8. Liability for Deficiencies
- Complaints relating to delivered goods concerning amount, weight, or defect in construction, material or manufacture, may only be made if the Purchaser immediately, upon discovery of the defect, and no later than the agreed period or warranty period of the product guaranteed by law, informs VL in writing of the deficiencies.
- The Purchaser must immediately give VL the opportunity to inspect the claimed defect and, on request from VL, provide VL with the product or samples of the product.
- VL may remedy any ascertained defect by its own choosing, either by repairing the defect, carrying out a replacement delivery, or in some other manner chosen by VL.
- VL’s obligation to pay for faultless service is rendered void if damage occurs that is the consequence of natural wear and tear, due to deficient or negligent handling, disproportionate load, other natural effects, or failure to comply with our technical guidelines or installation instructions.
- VL’s obligation, in the case of defects, solely covers labour costs and materials that are directly associated with the repair of the defect. in addition, the Purchaser has no authority in relation to VL in terms of defects, and the Purchaser is also not entitled to e.g. claim damages for lost earnings or damages for claims made by a third party against the Purchaser relating to defects with regards to the delivery. The Purchaser cannot claim damages against VL if the product, or a part of the product, is covered by a warranty provided by a third party.

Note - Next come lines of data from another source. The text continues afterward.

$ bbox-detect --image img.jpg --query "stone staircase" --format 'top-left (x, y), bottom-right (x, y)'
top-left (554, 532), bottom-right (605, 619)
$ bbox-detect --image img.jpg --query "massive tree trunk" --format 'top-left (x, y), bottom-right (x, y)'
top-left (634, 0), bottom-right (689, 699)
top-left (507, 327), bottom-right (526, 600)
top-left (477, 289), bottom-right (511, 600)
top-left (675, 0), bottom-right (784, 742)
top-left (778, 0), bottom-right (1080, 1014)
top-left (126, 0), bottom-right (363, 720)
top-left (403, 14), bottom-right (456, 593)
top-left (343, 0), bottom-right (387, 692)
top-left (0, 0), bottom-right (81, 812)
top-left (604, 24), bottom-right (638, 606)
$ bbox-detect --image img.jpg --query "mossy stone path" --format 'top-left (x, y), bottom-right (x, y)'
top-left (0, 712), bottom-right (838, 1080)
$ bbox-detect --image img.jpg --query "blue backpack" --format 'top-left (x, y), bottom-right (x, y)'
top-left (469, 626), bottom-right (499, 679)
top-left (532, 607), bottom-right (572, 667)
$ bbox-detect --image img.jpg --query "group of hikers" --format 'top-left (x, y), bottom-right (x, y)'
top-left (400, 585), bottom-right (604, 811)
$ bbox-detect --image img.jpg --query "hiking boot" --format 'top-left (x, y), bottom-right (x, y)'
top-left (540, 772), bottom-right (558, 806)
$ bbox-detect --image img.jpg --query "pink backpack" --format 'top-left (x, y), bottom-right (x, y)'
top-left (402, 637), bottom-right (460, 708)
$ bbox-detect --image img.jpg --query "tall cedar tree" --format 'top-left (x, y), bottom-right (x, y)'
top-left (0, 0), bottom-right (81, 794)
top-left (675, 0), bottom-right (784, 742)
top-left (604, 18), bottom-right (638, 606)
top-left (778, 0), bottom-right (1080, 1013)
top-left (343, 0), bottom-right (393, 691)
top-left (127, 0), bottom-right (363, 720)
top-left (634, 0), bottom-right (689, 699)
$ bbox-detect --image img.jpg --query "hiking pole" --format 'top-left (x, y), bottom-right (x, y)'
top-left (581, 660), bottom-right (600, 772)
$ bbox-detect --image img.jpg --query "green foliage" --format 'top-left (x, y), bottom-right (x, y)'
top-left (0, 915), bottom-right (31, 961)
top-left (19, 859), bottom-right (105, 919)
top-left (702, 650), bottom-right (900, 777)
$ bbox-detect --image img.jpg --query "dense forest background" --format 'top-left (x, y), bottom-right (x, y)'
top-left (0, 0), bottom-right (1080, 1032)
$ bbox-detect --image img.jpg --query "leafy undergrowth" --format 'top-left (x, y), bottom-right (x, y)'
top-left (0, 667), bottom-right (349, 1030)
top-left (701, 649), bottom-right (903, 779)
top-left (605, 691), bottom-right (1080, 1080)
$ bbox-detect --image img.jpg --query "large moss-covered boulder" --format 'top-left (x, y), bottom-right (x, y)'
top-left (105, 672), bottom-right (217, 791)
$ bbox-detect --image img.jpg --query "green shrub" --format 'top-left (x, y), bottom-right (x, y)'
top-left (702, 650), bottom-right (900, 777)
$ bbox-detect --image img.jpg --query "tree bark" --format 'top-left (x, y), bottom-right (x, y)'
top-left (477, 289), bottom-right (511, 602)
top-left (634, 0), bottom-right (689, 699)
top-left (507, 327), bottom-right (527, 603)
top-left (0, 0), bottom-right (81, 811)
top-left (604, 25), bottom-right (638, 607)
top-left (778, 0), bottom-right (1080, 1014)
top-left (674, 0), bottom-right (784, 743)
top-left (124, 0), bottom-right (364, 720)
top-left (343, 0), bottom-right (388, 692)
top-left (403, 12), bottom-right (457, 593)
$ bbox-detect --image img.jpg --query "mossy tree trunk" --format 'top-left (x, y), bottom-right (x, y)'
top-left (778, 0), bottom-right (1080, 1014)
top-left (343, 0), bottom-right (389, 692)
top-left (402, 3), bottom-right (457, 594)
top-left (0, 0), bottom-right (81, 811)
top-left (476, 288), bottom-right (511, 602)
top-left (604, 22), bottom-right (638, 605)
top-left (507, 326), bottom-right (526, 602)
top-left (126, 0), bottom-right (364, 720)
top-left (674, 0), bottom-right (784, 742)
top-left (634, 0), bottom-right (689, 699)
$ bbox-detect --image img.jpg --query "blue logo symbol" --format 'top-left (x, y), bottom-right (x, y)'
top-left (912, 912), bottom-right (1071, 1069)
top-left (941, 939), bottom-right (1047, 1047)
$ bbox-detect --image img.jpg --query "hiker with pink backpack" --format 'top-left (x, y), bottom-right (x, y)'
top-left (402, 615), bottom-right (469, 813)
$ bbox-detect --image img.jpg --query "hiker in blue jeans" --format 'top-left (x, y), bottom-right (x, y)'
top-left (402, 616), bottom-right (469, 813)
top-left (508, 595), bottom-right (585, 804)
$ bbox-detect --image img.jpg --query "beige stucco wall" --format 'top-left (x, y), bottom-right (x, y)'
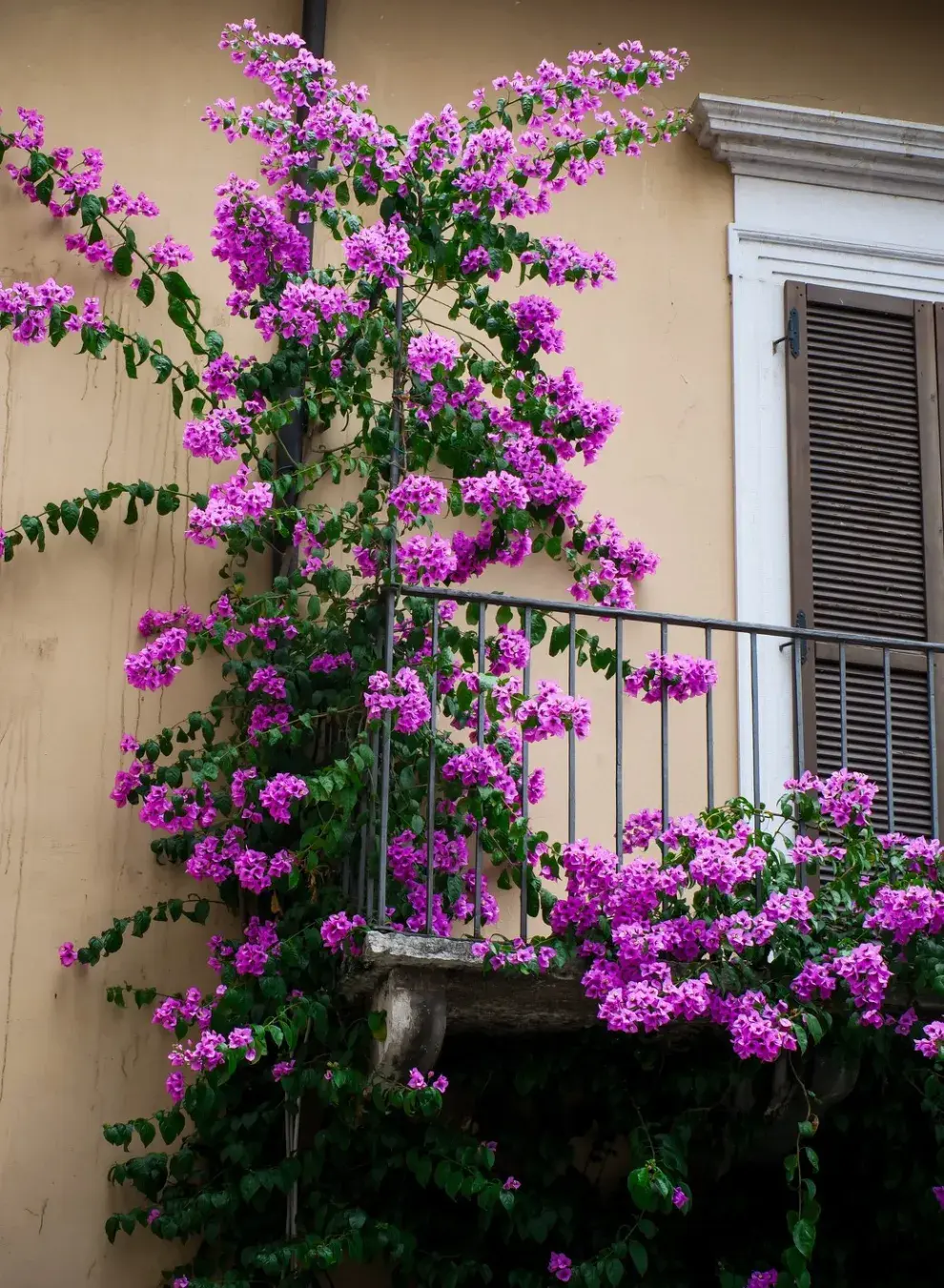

- VL cannot, in any way, be held liable for operational losses, loss of profits, or indirect losses or consequential damages relating to defects with the sold product, or those products included, or part of, VL’s deliveries, including damages inflicted on these products, unless VL is guilty of gross or deliberate negligence. In all cases, the total damages that can be claimed against VL cannot exceed the price of the delivered product. Changes in use, changes to VL’s product, or any use other than that stipulated by VL without VL’s written consent, void any obligations that VL otherwise has in relation to the delivered product.
9. Liability for Material Damage (Product Liability)
- The Purchaser is obligated to indemnify VL, to the extent that VL may be held liable by a third party for damages or losses for which VL, in accordance with paragraph 2 and paragraph 3, is not liable in relation to the Purchaser.
- VL is not liable for damage caused by the product:
a. To property or possessions that occurs while the product is in the Purchaser’s possession.
b. To products that are manufactured by the Purchaser, or to products included in these, or for damage to property or possessions that these products damage as a consequence of VL’s product.
3. Under no circumstances is VL liable for operational losses, loss of earnings, or other indirect losses. The stated limitations to VL’s liability do not apply if VL is guilty of gross negligence.
4. Under no circumstances can VL’s liability, as a consequence of product damage, exceed DKK 4,500,000 incl. interest and costs per claim.
10. Law or Jurisdiction
- Any dispute relating to the signed agreement and the delivered product, or which has a connection herewith, must be settled under Danish law by arbitration in accordance with the Danish Arbitration Act.
11. Other Terms and Conditions
- If a provision in these sales and delivery terms and conditions is, or becomes invalid, it has no effect upon the remaining terms and conditions. In such cases, the invalid provision shall be replaced by rules that, as far as possible, correspond to the intended purpose.